Utterly delicious almond milk, with a creamy texture and richness to replicate cow’s milk. Also includes instructions for making flour with leftover pulp.
Homemade almond milk is richer, creamier and has a stronger flavour than shop-bought cartons. The secret to creating a superior home version lies in taking the time to thoroughly soak the nuts (see my article on How to make the creamiest Nut Milk). Almonds that have been soaked for 2 days become saturated and soft. This means that they grind into smaller particles, which blend more effectively into the water. The result is that less nut meal gets left behind during the straining process, creating a thicker, creamier texture, and a stronger flavour. The other advantage to making your own almond milk is that it is free from preservatives, thickeners and emulsifiers, which can aggravate a sensitive gut. Thickeners like tapioca starch are added to commercial nut milks to mimic the viscosity of cow’s milk, while emulsifiers are added to stop the solids from separating and sinking to the bottom. It is normal for nut milks to separate in the fridge – just give the bottle a vigorous shake before using. Shaking redistributes the solids, dispersing and suspending the fat particles in the water.

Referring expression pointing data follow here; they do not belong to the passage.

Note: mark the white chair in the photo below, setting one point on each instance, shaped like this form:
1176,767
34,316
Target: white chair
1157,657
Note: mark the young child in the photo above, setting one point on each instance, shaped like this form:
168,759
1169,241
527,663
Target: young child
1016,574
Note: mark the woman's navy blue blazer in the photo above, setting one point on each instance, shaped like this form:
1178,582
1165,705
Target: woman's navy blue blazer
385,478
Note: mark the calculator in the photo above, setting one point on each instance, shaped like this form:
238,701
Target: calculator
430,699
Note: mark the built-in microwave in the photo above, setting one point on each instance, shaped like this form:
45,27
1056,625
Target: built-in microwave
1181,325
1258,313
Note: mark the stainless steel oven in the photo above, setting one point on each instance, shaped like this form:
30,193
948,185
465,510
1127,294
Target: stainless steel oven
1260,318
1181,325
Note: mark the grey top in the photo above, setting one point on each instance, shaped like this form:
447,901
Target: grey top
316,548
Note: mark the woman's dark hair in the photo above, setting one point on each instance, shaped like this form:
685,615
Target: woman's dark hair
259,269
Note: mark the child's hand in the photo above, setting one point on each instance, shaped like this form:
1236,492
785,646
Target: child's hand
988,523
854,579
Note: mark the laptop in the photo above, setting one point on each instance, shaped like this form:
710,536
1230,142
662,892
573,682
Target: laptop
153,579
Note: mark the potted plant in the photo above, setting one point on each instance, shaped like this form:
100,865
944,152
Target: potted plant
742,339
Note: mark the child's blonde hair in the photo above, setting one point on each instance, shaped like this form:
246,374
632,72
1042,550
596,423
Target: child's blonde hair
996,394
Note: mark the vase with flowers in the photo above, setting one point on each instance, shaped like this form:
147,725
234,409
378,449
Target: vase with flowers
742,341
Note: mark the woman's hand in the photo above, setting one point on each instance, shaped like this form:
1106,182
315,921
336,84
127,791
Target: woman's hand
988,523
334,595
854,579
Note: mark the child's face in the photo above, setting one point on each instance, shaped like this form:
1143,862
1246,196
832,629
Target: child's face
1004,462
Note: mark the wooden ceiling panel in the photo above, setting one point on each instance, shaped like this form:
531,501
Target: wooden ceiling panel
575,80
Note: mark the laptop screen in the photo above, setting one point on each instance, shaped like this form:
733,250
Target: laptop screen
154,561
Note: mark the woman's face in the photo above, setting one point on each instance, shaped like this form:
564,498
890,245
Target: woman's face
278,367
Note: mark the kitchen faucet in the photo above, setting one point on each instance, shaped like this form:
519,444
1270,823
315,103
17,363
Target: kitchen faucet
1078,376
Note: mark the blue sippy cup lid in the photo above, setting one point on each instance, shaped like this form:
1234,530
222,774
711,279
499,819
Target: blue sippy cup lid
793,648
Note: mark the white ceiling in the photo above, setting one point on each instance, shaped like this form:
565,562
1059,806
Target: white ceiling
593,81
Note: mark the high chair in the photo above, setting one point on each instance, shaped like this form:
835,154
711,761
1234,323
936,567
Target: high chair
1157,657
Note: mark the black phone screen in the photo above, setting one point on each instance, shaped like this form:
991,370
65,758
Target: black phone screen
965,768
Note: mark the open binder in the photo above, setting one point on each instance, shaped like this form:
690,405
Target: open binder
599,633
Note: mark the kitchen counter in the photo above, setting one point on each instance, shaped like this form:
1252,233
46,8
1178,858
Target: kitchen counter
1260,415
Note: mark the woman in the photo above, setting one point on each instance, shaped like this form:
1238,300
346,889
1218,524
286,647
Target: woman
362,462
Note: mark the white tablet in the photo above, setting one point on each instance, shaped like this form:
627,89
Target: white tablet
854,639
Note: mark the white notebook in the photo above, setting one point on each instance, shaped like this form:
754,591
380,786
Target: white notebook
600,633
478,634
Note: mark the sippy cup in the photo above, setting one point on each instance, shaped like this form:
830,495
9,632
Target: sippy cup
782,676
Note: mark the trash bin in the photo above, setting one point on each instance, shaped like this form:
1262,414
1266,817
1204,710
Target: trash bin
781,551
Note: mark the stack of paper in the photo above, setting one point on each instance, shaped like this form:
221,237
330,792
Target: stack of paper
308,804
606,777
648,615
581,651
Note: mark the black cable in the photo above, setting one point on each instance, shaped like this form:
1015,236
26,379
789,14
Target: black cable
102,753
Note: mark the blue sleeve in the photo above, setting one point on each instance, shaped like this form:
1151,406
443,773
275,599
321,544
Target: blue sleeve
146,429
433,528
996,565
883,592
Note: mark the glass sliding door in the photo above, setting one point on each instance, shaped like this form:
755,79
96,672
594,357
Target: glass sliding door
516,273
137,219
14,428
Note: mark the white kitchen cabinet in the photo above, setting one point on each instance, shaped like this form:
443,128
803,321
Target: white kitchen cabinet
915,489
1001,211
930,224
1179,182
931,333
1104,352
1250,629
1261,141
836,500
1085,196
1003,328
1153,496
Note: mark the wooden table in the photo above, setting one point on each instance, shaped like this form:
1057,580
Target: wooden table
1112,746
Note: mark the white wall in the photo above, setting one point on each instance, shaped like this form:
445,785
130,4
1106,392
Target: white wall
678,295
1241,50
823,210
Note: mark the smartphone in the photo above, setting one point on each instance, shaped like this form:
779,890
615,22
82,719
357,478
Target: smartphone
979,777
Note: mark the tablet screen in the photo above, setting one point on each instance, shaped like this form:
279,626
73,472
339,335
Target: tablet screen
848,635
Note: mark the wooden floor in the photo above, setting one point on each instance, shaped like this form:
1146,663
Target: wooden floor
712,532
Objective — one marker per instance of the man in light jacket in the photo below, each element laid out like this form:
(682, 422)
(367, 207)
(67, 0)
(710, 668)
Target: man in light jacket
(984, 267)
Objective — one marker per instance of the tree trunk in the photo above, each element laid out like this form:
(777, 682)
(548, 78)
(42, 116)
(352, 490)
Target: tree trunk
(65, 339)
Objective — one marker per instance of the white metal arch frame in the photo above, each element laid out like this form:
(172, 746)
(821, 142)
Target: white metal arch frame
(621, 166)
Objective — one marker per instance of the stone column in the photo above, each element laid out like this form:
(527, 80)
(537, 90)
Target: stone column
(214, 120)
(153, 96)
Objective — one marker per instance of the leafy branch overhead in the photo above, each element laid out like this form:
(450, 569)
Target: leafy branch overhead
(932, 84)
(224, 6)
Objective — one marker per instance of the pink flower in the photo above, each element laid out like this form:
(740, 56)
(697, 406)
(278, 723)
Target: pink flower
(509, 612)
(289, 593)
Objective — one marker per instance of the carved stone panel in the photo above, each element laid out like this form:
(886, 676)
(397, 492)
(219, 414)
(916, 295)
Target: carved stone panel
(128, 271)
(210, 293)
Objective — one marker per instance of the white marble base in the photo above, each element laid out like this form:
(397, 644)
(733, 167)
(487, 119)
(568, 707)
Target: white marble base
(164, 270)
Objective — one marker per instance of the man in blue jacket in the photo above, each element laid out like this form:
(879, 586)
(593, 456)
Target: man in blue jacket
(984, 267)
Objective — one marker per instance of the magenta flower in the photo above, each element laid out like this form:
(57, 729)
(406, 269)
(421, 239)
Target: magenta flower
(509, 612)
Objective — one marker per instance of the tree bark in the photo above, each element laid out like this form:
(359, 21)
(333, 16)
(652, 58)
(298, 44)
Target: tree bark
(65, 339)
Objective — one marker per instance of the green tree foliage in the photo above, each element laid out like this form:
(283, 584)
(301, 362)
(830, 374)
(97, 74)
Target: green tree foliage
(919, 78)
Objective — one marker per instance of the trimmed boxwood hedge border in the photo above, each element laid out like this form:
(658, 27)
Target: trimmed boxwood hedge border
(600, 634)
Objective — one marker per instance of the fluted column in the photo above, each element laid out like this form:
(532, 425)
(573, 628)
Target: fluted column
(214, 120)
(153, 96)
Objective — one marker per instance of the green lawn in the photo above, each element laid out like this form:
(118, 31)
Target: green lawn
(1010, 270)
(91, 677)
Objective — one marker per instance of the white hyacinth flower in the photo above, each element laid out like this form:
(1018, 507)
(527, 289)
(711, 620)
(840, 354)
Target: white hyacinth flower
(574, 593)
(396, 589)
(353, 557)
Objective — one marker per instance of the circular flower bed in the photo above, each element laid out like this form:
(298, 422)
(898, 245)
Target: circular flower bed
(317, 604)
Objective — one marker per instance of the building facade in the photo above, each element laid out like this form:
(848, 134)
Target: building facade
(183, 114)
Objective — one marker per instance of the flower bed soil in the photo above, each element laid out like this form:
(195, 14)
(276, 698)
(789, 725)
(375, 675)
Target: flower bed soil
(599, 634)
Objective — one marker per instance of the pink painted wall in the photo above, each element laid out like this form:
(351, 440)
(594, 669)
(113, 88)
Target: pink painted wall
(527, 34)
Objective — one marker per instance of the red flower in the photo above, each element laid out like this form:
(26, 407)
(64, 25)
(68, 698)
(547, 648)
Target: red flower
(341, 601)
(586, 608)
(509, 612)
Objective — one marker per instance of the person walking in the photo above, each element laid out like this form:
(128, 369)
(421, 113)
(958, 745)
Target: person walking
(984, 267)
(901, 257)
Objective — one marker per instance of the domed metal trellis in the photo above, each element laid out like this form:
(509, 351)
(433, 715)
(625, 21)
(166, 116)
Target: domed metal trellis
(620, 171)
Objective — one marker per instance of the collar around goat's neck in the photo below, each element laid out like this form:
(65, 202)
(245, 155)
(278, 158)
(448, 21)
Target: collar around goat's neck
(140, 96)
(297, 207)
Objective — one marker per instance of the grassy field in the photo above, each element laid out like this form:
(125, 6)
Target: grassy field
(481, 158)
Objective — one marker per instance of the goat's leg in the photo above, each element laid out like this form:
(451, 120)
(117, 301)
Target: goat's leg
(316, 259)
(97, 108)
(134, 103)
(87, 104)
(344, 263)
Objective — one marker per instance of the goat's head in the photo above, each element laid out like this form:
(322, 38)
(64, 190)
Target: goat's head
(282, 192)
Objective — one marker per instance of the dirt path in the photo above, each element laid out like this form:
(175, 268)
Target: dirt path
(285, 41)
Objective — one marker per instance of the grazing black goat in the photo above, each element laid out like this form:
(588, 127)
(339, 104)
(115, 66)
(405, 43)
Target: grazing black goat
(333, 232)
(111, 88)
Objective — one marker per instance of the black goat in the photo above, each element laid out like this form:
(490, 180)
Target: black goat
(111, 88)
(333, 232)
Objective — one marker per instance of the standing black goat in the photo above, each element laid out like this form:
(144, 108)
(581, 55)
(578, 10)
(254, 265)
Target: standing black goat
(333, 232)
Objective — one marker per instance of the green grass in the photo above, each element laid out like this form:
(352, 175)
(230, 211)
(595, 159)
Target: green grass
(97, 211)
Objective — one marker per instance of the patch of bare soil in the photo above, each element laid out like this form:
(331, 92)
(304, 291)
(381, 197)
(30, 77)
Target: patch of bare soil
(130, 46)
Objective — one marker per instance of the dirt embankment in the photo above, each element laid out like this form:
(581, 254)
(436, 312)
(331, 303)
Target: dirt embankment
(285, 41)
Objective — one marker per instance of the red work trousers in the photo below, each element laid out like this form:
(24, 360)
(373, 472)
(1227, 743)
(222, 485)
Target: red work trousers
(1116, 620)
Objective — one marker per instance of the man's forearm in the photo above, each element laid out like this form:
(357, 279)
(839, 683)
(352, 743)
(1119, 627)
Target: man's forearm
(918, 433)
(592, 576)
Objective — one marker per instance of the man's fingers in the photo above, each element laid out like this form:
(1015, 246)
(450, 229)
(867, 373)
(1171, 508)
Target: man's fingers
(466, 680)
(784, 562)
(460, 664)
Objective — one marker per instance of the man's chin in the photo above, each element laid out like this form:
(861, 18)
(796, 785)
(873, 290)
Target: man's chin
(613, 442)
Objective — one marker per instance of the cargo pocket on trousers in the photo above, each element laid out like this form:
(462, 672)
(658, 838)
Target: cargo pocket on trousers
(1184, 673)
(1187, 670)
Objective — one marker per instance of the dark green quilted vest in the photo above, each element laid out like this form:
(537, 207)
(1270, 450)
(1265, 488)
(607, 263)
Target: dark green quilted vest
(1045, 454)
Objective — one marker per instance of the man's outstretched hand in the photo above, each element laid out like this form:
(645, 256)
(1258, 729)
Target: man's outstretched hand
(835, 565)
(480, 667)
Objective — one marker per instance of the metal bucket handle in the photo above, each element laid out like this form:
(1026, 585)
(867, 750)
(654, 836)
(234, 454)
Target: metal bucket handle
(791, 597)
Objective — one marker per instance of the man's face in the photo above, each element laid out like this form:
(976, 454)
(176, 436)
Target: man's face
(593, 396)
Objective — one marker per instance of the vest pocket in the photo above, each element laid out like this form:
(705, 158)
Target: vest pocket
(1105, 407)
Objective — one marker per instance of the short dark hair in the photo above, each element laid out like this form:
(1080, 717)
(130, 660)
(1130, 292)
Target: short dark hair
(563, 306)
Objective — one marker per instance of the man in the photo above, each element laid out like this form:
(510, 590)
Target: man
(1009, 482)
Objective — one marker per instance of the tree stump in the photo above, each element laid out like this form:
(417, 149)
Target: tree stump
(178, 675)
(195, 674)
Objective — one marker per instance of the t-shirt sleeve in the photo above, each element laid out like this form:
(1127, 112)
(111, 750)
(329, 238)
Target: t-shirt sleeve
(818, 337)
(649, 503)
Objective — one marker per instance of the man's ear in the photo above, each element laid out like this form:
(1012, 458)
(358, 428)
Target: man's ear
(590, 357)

After you have strained the milk, you will be left with a clump of wet nut meal. There’s no need to throw this away, as you can make use of it in other cooking projects. For example, the pulp can be used in baking recipes, where it can be added to batters for muffins, cookies and cakes. It can also be stirred into soups, stews and curries to act as a thickening agent, or sprinkled on top of baked dishes like crumbles, casseroles and meats to provide a textured crumb. Just remember that saturated meal will add liquid to the recipe, and take longer to brown. It will also weigh more than dry ground almonds, due to the water content, so you will need to increase the amount used if you are following a recipe. Due to the high water content, you should store wet meal in the fridge, and use within 2-3 days. Alternatively, you can dry out the pulp on a very low heat in the oven, then grind into a fine nut flour. As long as the meal has been completely dehydrated, it can be treated like any other dried product, and stored for several months in an airtight container.
Tips & Tricks
Add salt to the soaking water – this helps activate the nuts so that the nutrients are digestible.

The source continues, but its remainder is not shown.